Para ellos es como poner una pica en Flandes. Cumplir un sueño televisivo. Se les puede identificar por sus caras de fascinación y la misma admiración que cuando aquel niño entró en Disneyland París y se encontró con el Ratón Mickey. La cuestión es que se hizo una foto con él y luego lo abandonó por el Pato Donald.
Hablo en voz alta. Planteando la reflexión y sin querer imponer verdades absolutas. Pero me surgen preguntas. ¿Queremos convertir el concurso en ese parque temático superfluo, vacío de irreverencias y descafeinado que intenta agradar a todo el mundo para que se lleve una buena impresión y vuelva mañana? ¿Deberíamos reservar una cuota de entradas para la gente de Cádiz a precio moderado para garantizar un mínimo de gaditanismo durante el concurso? Me surgen otras dos cuestiones al hilo de esta última. ¿Quiénes son la gente de Cádiz y qué es el gaditanismo?
Al mismo tiempo, volviendo a las esencias, chocaríamos frontalmente con la palabra libertad. Tan usada y manida sobre las tablas del Falla. Podríamos convertir esta parte del Carnaval que es el concurso de agrupaciones en un club exclusivo con socios preferentes. Donde se pide permiso para entrar. Donde hay que cumplir con la etiqueta y donde hay que saber comportarse a la manera de para ser y sentirse una unidad aceptada dentro de la masa. Uf, como me recuerda este párrafo a una caseta de feria.
En el caso de la calle, además del factor parque temático para viajeros que no saben viajar, podemos añadir la resistencia local. Un factor interno que tampoco es nuevo pero que sí está aumentando su presencia e influencia durante el Carnaval. Vecinos que sin previo aviso ni conversación lanzan un huevo, cubo de agua o disfrutan rociando sádicamente con la espuma apagallamas del extintor o los petardos a todo el que se le ocurra cantar más allá de lo que ese balconetti crea conveniente.

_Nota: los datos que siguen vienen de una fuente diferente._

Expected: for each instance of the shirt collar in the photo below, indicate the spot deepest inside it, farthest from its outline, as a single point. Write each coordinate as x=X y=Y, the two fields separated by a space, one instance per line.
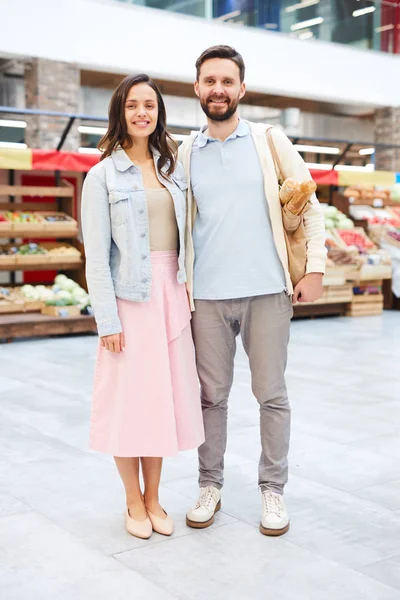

Todo el mundo entiende que mañana hay que trabajar. Que to quisqui no puede pillarse las vacaciones en Carnaval, que siempre hay un niño pequeño que tiene que dormir o un enfermo que descansar. Pero me siguen surgiendo preguntas. ¿En qué momento a esas personas antes de desplegar la habilidad de la diplomacia se les ocurre agredir sin mediación internacional a ese público que por norma general manda callar para poder escuchar el repertorio de las agrupaciones? Si vivieran en Valencia y en Fallas me darían miedo. Y todavía no he visto ninguna agrupación que no se trasladara con su séquito público a otra calle ante una queja vecinal de este tipo.
En conclusión. Tenemos dos dimensiones a la que enfrentarnos. ¿Qué tendríamos que hacer al respecto? ¿Dejar que todo fluya de forma natural y que el tiempo decida lo que ha llegado para quedarse? ¿O quizá actuar e intervenir a favor de la conservación de las tradiciones supuestamente inviolables?
Lo cierto es que cada vez son más las voces que defienden a la hora de cantar en el escenario o en la calle que se sienten como en tierra extraña, cantando ante seres extraños, como si esto no fuera Cádiz y el Carnaval naciera ayer.
Abro el debate desde esta tribuna. Quedan invitados a participar.